こいつは関わってはいけない人種だと判断したようだ。
「おい、あれカイ・ロインじゃないか?」
「カストル学園・闘技代表メンバーの!?」
「あの目つきと赤髪は間違いない。
〝紅の暴人″カイ・ロインだ。
中等部時代、あいつの学園に闘技交流戦で
俺らの学園は惨敗したからな…」
カイを知っている連中が口々に声を上げる。
若干、一名拗らせてる奴が居るが。
そうーー大陸中にいくつもの学園があって
中等部の頃、俺とカイ、そして葉月にルルは
学園内闘技大会で代表メンバーに選ばれ、
他の学園と闘技戦をやっていた過去がある。
近辺の学園とは試合をした事があるので
割と顔を知られている様だ。
「あーーー!!ユイちゃんにルルちゃん!!
会いたかったよぉーー!」
カイの視線の先を見ると、
顔を手で隠す二人が見えた。
「〝水の乙女″の葉月様に
〝破壊女神″ルル様!?」
「ここに入学して良かったぁ〜」
「天使!慈悲!!神様ありがとうございます!!」
カイの声により、素性がバレて二人は
周りの女子生徒と男子生徒の歓声を浴びていた。
「カイくん…これは日頃の仕返しか何かかな?」
「いぇーいいぇーい!!ルルだよー!
みんなよろしくねーん!!」
葉月が眉間に皺を寄せながら言うと
カイの顔が強張るのが見えた。
様子をずっと見てたのが悪いのか
こちらの視線とカイの視線がぶつかる。
「佐乃ー!!何してんだよー!
一緒に入学式行こうぜー!」
ーーあのバカ!
「〝無剣″も居るのか!」
「カストル国・闘技代表リーダー…だと!」
「うわー生で見っちゃった」
周りに居た新入生達が
一歩、二歩とジリジリ下がり始めた。
ーーはぁ…凄く申し訳ない…
カイに近付くと鼻の穴に土をぶち込む。
「がっふぅんっ!!ゴホッ…何すんだよ!」
「お前の所為でちょっとした
騒ぎになっただろうが!!」
「カイくんには後でサンドバ…
練習に付き合って貰いますねー」
「シュッ!シュシュ!戦闘準備よし!」
「オワタ。
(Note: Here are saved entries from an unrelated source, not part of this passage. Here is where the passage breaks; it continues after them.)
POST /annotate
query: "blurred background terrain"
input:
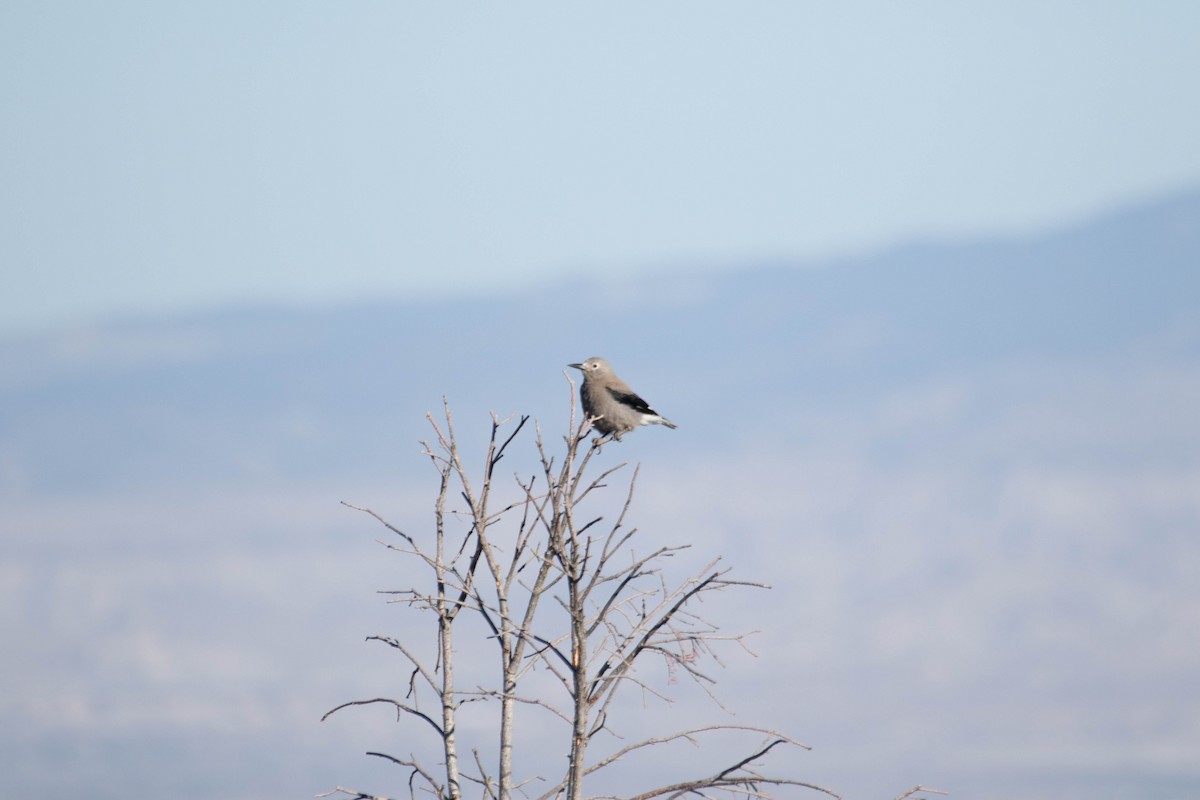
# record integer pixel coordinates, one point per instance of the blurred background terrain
(918, 284)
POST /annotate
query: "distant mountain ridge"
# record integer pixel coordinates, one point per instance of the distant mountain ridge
(305, 390)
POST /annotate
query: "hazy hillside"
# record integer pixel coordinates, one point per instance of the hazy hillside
(971, 470)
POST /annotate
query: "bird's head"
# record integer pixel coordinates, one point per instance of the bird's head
(594, 367)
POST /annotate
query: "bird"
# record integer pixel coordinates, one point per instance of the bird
(615, 407)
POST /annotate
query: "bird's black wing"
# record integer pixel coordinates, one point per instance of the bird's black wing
(633, 401)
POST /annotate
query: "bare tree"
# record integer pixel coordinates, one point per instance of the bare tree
(570, 609)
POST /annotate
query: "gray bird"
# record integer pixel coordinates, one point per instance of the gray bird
(610, 398)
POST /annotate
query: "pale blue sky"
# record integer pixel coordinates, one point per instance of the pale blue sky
(160, 157)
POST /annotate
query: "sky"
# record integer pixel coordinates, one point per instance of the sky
(160, 158)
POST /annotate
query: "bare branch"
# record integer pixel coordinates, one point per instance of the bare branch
(400, 707)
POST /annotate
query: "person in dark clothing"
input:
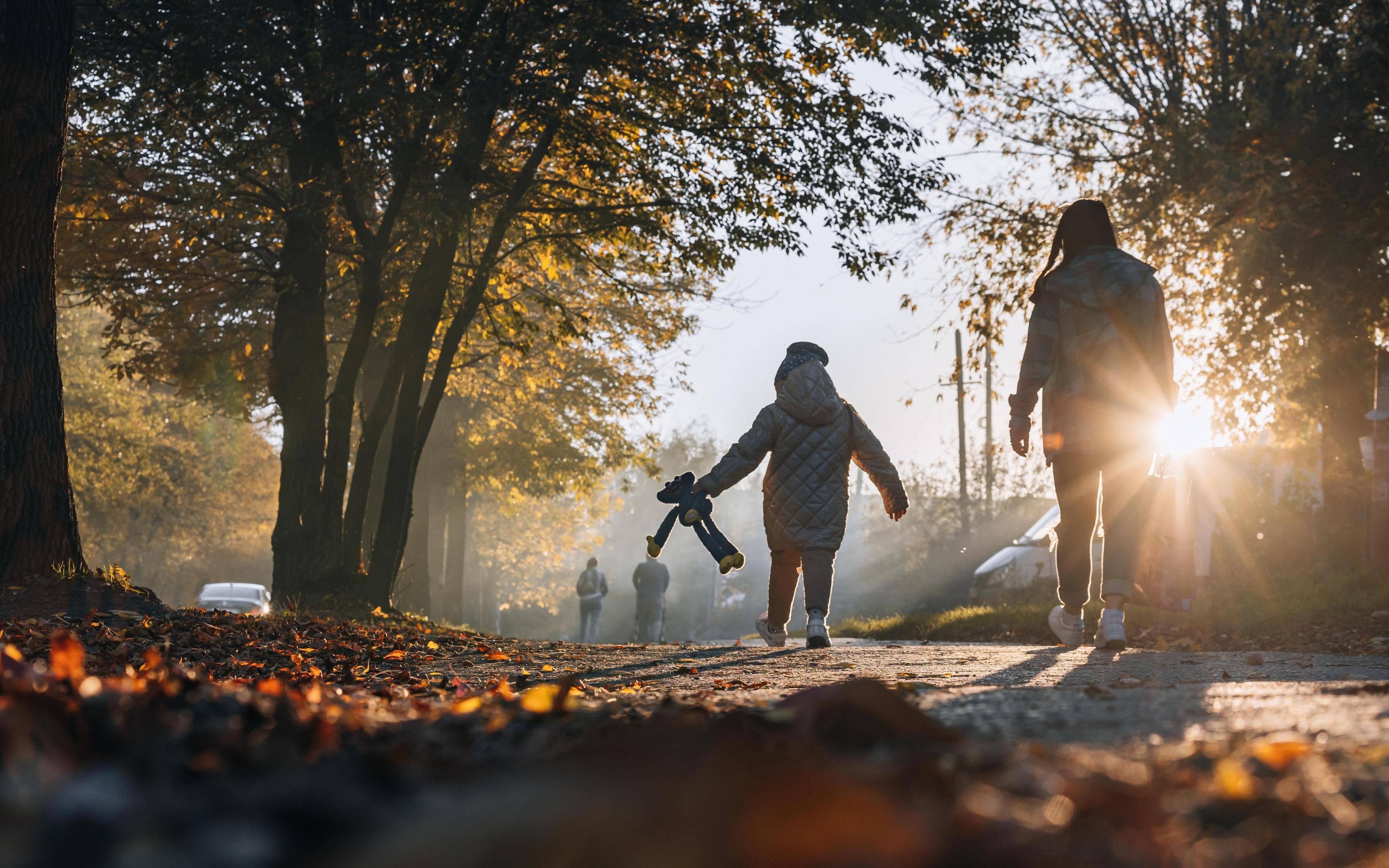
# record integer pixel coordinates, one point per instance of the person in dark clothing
(592, 588)
(1100, 353)
(651, 579)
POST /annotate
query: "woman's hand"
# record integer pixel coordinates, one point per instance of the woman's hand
(1020, 435)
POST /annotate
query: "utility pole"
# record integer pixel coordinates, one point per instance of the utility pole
(965, 469)
(1380, 485)
(988, 423)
」
葉月の無表情のリンチ宣言とルルの
シャドーボクシングがトドメとなったのか
つい先程までの生気はもうない。
『アスラン魔法学園・入学式を間も無く
行ないますのでグラウンドを上がり、
右手に見える体育館までお集まり下さい』
「あっ!始まるみたいだから急がないと!
ねっ!行こう!ねっ!」
校内アナウンスが聞こえた瞬間、
カイが必死な形相で後押しするので
それに従う形で体育館へ向かう事になった。